Optimizing the Evaluation of Finite Element Matrices
Robert C. Kirby, Matthew Knepley, Anders Logg, L. Ridgway Scott

TL;DR
This paper introduces a heuristic graph algorithm that optimizes the evaluation of finite element matrices, significantly reducing computational costs for Laplace and Navier-Stokes operators in various dimensions.
Contribution
It presents a novel graph-based method to identify redundancies in matrix assembly, enabling faster computation of local stiffness matrices in finite element methods.
Findings
Reduces assembly cost for 2D Laplace matrices to less than one multiply-add per entry.
Achieves assembly in under two operations for cubic degree matrices.

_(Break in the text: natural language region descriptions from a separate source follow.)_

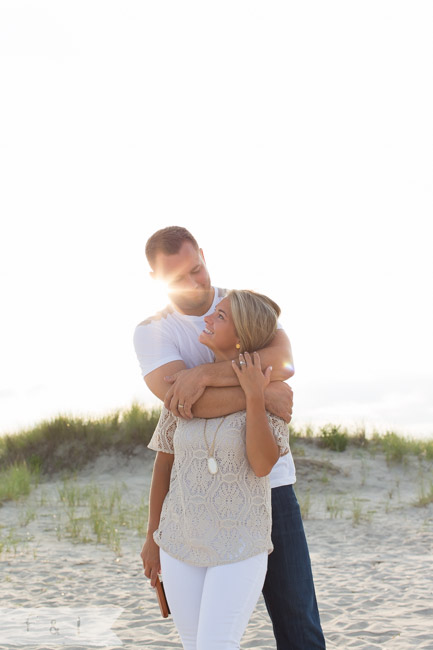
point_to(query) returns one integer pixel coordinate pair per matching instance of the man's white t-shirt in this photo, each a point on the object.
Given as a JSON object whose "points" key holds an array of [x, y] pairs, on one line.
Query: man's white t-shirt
{"points": [[171, 336]]}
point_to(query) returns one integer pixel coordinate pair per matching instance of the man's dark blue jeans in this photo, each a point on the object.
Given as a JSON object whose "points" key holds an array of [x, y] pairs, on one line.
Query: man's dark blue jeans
{"points": [[289, 588]]}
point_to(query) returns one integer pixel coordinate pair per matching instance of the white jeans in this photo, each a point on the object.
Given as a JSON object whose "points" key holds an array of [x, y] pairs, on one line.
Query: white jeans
{"points": [[211, 606]]}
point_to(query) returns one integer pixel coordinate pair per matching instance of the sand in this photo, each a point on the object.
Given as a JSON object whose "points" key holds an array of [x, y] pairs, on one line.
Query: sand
{"points": [[371, 551]]}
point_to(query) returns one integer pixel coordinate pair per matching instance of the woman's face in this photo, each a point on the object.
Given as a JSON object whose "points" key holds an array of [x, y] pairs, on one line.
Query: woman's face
{"points": [[220, 334]]}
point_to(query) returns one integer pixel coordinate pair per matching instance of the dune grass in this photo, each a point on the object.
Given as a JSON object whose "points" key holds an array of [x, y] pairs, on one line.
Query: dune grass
{"points": [[67, 444]]}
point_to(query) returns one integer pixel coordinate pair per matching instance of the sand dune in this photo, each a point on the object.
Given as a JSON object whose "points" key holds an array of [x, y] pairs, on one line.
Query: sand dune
{"points": [[371, 550]]}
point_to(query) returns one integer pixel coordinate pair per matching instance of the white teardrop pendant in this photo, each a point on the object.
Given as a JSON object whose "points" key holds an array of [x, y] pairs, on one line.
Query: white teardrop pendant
{"points": [[212, 465]]}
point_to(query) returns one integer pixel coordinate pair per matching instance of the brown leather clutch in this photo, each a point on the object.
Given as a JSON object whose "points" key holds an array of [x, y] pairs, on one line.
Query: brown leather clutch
{"points": [[162, 599]]}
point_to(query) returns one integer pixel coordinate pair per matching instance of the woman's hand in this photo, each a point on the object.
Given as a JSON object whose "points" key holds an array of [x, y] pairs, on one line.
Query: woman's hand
{"points": [[250, 375], [151, 562]]}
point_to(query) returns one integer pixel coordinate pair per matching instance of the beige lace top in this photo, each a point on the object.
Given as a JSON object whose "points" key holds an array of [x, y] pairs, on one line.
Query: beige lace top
{"points": [[211, 519]]}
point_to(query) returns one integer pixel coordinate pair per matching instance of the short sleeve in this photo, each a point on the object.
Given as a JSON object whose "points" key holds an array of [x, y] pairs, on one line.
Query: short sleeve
{"points": [[281, 433], [154, 347], [162, 439]]}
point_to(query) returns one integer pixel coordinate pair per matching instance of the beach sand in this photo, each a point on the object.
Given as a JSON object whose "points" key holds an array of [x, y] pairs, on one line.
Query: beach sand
{"points": [[370, 546]]}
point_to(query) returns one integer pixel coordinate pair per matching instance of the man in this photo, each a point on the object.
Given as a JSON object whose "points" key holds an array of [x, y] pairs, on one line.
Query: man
{"points": [[179, 370]]}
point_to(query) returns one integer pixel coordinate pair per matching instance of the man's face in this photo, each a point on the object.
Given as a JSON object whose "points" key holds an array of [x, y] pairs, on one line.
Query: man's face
{"points": [[187, 279]]}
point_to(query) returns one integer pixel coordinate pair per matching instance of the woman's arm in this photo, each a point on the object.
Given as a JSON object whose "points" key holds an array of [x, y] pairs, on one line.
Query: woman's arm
{"points": [[188, 385], [158, 491], [262, 449]]}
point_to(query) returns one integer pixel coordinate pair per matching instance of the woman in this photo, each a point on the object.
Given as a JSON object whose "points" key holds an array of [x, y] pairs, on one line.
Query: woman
{"points": [[213, 526]]}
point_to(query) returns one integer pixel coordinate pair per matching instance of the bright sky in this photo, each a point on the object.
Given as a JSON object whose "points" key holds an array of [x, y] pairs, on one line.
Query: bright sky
{"points": [[294, 140]]}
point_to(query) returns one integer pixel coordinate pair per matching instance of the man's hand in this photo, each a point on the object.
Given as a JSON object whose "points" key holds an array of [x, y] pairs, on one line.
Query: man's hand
{"points": [[151, 562], [187, 387], [279, 400]]}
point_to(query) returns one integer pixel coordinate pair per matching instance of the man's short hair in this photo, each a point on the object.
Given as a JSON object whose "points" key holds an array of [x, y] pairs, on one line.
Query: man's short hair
{"points": [[168, 241]]}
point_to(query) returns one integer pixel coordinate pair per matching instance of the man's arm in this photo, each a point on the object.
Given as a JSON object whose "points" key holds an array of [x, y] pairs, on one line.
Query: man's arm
{"points": [[216, 402], [188, 385]]}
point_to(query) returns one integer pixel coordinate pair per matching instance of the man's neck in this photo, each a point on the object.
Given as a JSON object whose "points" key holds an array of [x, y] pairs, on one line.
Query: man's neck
{"points": [[196, 311]]}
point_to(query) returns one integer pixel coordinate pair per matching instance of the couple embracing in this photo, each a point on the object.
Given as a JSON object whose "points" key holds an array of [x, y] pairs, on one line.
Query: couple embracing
{"points": [[224, 523]]}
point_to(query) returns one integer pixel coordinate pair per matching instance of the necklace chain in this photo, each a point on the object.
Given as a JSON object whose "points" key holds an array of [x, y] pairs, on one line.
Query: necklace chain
{"points": [[210, 450]]}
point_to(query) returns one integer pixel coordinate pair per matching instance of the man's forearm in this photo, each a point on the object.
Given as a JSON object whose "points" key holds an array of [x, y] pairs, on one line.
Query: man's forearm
{"points": [[279, 356], [216, 402]]}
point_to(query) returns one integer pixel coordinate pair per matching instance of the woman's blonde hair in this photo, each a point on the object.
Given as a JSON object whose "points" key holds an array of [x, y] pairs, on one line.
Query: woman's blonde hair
{"points": [[255, 318]]}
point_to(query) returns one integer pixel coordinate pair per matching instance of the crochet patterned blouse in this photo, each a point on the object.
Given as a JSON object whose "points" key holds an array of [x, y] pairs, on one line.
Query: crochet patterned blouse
{"points": [[212, 519]]}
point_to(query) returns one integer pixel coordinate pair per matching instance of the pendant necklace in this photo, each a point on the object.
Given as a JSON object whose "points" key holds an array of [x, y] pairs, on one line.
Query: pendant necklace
{"points": [[211, 461]]}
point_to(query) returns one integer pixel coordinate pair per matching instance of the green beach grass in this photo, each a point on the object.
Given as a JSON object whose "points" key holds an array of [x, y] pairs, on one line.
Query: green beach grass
{"points": [[66, 444]]}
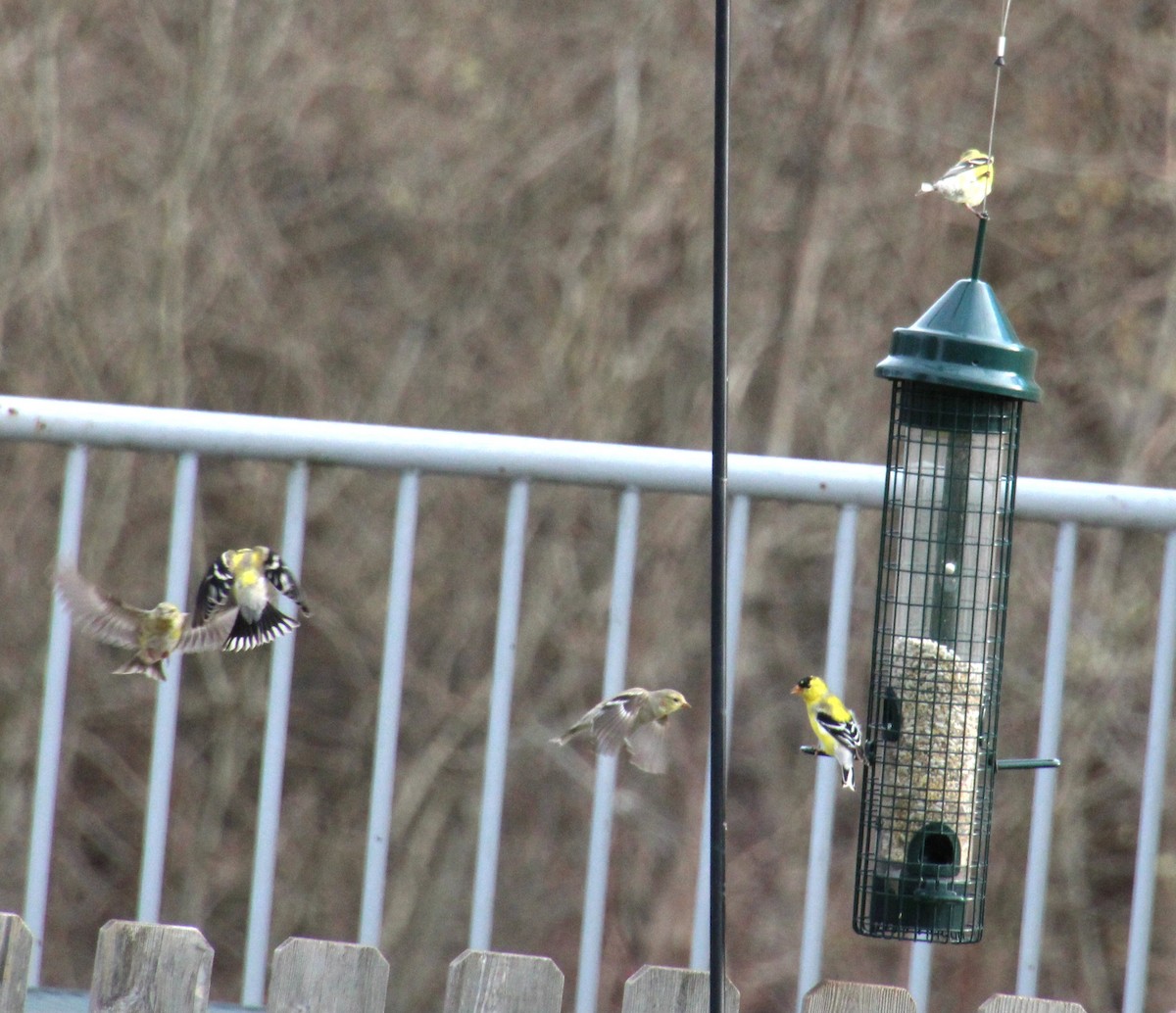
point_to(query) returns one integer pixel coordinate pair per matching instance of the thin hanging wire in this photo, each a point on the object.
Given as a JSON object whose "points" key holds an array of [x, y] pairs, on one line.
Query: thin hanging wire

Preliminary results show promising efficiency gains in 3D Poisson and Navier-Stokes operators.
Abstract
Assembling stiffness matrices represents a significant cost in many finite element computations. We address the question of optimizing the evaluation of these matrices. By finding redundant computations, we are able to significantly reduce the cost of building local stiffness matrices for the Laplace operator and for the trilinear form for Navier-Stokes. For the Laplace operator in two space dimensions, we have developed a heuristic graph algorithm that searches for such redundancies and generates code for computing the local stiffness matrices. Up to cubics, we are able to build the stiffness matrix on any triangle in less than one multiply-add pair per entry. Up to sixth degree, we can do it in less than about two. Preliminary low-degree results for Poisson and Navier-Stokes operators in three dimensions are also promising.